The Secret in Their Eyes

Film Review by Dr Khalid Ali, film and media correspondent

Two films screening in the Sundance London Film Festival explore the emotionally charged time around a terminal illness and how to communicate and share such bad news between patients and their families. Some family members urge doctors not to tell their relatives the true nature of their illness to protect them from dealing with a hopeless situation. Similarly some patients withhold these diagnoses from their next of kin to postpone their suffering and grieving. In both situations the underlying argument for ‘hiding the truth’ is the belief that everyone is acting in everybody else’s best interests.
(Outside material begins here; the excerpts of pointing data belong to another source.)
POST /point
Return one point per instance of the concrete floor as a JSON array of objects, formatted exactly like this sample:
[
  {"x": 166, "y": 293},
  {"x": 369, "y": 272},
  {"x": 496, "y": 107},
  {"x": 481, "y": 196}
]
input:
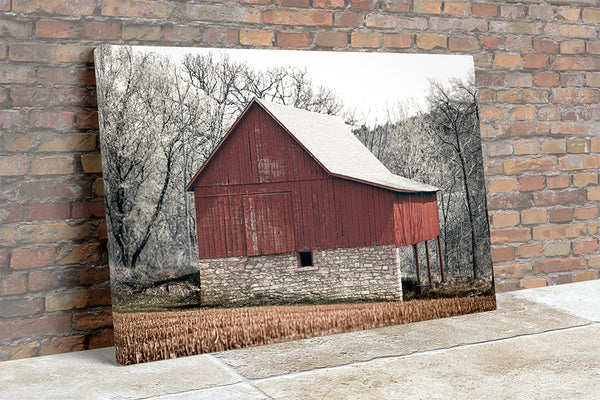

In ‘After the wedding’, Theresa (Julianne Moore) is a rich and powerful business woman, and a mother of three. She juggles family life and business responsibilities flawlessly including the eminent marriage of her step-daughter. Everything is going according to plan until the arrival of an idealist orphanage teacher Isabel (Michelle Williams). Isabel has flown from India to New York to meet Theresa seeking a charitable donation for the orphanage she works at. At the wedding, the image of Theresa’s happy-family is shattered as the identity of the biological mother of her adopted daughter is revealed. A terminal illness that one of the main characters suffers with in silence brings old secrets to the surface. Julianne Moore and Michelle Williams deliver heartfelt performances as two women trying to do the right thing at a desperate time.

 

Theresa (Julianne Moore) and Isabel (Michelle Williams) meet with hidden agendas

‘The farewell’ deals with terminal illness from the perspective of a family who would not tell their matriarch, Nai Nai (Zhao Shuzen) she has terminal lung cancer. The family members plot with the hospital doctor to convince her that she simply has a treatable chest infection. As an extended Chinese family with members living all over the world, they need an excuse to visit their beloved mother and Grandmother before she dies. They decide to arrange a fake wedding to bring all the family to China to bid their farewells to Nai Nai before it is too late. Billi (Awkwafina), Nai Nai’s granddaughter, objects to the family’s lies and deception labelling them as ‘morally manipulative’ and the doctors as ‘ethically devious’ in keeping the patient in the dark.

A family coming to terms with terminal illness

The two films present a moral dilemma; to tell or not to tell from patient and family viewpoints. In both, a wedding celebration is a pivotal occasion where relevant partners come face to face with imminent death. Dealing with personal loss and impending tragedy is never easy. The terminally ill character in ‘After the wedding’ breaks down sobbing and lamenting: ‘I don’t want to die. I am not done yet’. In contrast Nai Nai, blissfully ignorant of her diagnosis, is enjoying every minute of the wedding banquet, singing, dancing and passing her worldly wisdom to the party guests. Cultural differences in terms of family reactions to death and bereavement are important factors to bear in mind when observing the different responses of an American family compared to a Chinese one. Whatever our cultural or ethnic backgrounds are, as vulnerable and mortal human beings, our reserves of coping and resilience can run low when the end is so close. At such times the presence of a supporting family cannot be paralleled, even if they are holding ‘secrets in their eyes’.

PS: ‘The Farewell’ won the ‘audience award in the Sundance London Film Festival 2019.